Menurut Kepala Satpol PP Kabupaten Sumenep, Wahyu Kurniawan Pribadi, pelaksanaan penertiban reklame dan spanduk dimaksudkan sebagai tindak lanjut perintah Presiden Prabowo Subianto, terkait penataan ruang, permintaan umum, dan peningkatan estetika kawasan perkotaan. 

“Penertiban menyasar reklame, baliho, dan spanduk yang dipasang tidak berizin, atau sebab izin kadaluarsa, atau pun penempatannya pada lokasi yang dapat mengganggu keselamatan pengguna jalan serta merusak keindahan lingkungan,” ungkap Wahyu kepada Media Center Diskominfo Sumenep.

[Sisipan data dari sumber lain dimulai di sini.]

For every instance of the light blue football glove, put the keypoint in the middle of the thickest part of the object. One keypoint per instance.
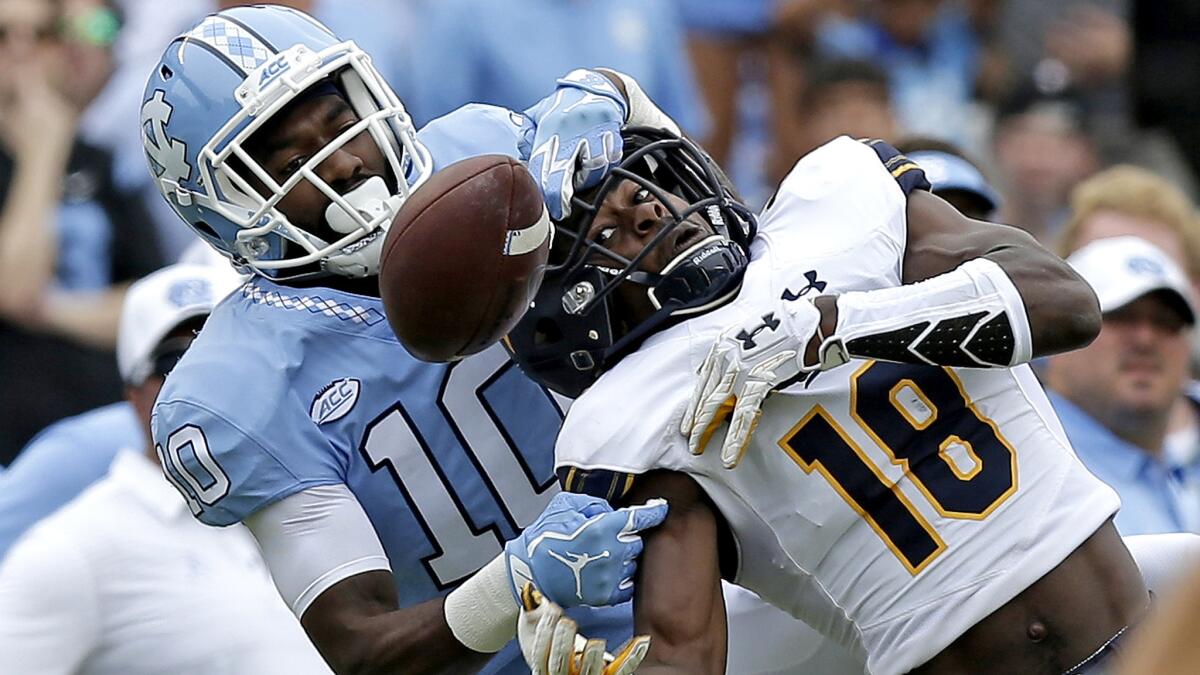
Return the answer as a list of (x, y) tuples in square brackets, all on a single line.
[(577, 137), (582, 551)]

Meski penertiban dilakukan segera, menurut Wahyu, maksudnya dalam melaksanakan operasi penertiban yang dilakukan secara persuasif dan humanis. Diawali dengan sosialisasi kepada pemilik usaha dan masyarakat yang menjadi sasaramn operasi penertiban. 

“Langkah ini bertujuan menciptakan tata kota yang tertib, aman, dan nyaman, sekaligus mendukung instruksi Presiden Prabowo. Di samping itu, tujuan lainnya dalam melakukan penertiban semacam ini juga sebagai upaya melakukan pelatihan agar dan pelaku usaha masyarakat lebih patuh lagi terhadap aturan yang ada,” tambahnya.

Tidak kalah pentingnya, melalui kegiatan penertiban diharapkan pula keselamatan lalu lintas bisa lebih dijamin dan potensi kecelakaan akibat gangguan reklame yang tidak pada tempatnya dapat dihindarkan. 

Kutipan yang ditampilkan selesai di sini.